Platform Engineering: Developer Environments — Dev Containers, Tilt, Telepresence, and vCluster

The Developer Environment Problem

Every engineer who has joined a new company knows the feeling: you spend your first week setting up a local development environment. You follow a README that's 6 months out of date. Something doesn't work. You file a Slack message. Someone sends you a different doc. Eventually it works — sort of.

This is not just an onboarding problem. It's a daily friction problem:

"It works on my machine" bugs that take hours to reproduce
Local service doesn't behave like production (different Postgres version, no Redis, no message queue)
Testing microservice integrations locally is nearly impossible
Every developer has slightly different tool versions

Platform engineering owns this problem. A platform that only solves deployment doesn't reduce cognitive load — it just moves the friction from ops to the developer's local machine.

The Four Tools That Solve It

| Tool | Problem it solves | Where work runs | |------|------------------|-----------------| | Dev Containers | Inconsistent local setup, "works on my machine" | Developer's machine (Docker) | | Tilt | Slow feedback loop when developing for Kubernetes | Developer's machine + local/remote cluster | | Telepresence | Can't replicate full microservice graph locally | Your service local, rest in real cluster | | vCluster | PR preview environments with production parity | Cloud cluster (ephemeral K8s namespace) |

These aren't mutually exclusive — a mature platform provides all four.

Dev Containers: Reproducible Local Environments

A devcontainer is a Docker container that defines your entire development environment: OS, language runtimes, tools, VS Code extensions, startup scripts.

Every developer on the team runs the same container. "Works on my machine" stops being a thing.
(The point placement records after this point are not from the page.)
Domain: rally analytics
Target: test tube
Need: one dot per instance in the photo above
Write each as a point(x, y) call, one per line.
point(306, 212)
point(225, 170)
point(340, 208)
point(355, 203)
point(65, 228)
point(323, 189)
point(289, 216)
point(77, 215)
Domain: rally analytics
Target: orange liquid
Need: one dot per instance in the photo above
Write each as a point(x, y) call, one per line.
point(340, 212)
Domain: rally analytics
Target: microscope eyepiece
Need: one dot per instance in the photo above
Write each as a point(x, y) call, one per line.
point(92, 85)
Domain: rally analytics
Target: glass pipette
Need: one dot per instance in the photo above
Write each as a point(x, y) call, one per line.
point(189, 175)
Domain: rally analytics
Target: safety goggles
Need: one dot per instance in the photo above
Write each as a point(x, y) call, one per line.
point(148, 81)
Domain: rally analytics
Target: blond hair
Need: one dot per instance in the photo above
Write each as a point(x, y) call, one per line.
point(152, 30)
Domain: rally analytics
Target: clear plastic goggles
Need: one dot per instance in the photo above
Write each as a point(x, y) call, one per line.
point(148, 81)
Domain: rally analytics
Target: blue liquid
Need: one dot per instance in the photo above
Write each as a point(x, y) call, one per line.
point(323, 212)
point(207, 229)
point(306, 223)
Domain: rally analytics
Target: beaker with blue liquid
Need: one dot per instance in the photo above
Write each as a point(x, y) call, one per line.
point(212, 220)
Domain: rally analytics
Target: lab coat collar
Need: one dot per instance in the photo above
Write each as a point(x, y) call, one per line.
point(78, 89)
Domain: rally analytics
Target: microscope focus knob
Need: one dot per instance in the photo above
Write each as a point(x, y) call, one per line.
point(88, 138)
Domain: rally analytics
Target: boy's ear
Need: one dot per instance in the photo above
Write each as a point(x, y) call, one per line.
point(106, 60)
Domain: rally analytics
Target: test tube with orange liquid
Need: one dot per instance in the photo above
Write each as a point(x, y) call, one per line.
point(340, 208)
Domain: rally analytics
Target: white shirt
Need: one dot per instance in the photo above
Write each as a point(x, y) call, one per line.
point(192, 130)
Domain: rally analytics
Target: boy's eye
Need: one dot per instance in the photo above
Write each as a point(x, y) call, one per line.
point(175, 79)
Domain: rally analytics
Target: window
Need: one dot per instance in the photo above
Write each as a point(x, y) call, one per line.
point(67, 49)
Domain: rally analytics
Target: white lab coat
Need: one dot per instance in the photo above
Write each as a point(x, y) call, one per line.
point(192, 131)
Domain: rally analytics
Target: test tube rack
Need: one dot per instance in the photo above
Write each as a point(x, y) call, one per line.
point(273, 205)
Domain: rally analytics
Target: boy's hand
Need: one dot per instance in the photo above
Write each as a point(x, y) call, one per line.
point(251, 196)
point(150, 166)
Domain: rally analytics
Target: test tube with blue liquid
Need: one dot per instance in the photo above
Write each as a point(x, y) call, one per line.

`.devcontainer/devcontainer.json`

JSON

{
  "name": "Order Service Dev",
  "image": "mcr.microsoft.com/devcontainers/dotnet:1-8.0",
  "features": {
    "ghcr.io/devcontainers/features/docker-in-docker:2": {},
    "ghcr.io/devcontainers/features/kubectl-helm-minikube:1": {
      "version": "1.29"
    },
    "ghcr.io/devcontainers/features/github-cli:1": {}
  },
  "postCreateCommand": "dotnet restore && docker-compose up -d",
  "forwardPorts": [5000, 5432, 6379],
  "customizations": {
    "vscode": {
      "extensions": [
        "ms-dotnettools.csharp",
        "ms-azuretools.vscode-docker",
        "hashicorp.terraform",
        "redhat.vscode-yaml"
      ],
      "settings": {
        "editor.formatOnSave": true,
        "dotnet.defaultSolution": "OrderService.sln"
      }
    }
  },
  "mounts": [
    "source=${localWorkspaceFolder},target=/workspace,type=bind,consistency=cached"
  ],
  "remoteUser": "vscode"
}

What the postCreateCommand does: runs automatically after the container starts — restores NuGet packages and starts the Docker Compose stack (PostgreSQL, Redis, RabbitMQ) in the background.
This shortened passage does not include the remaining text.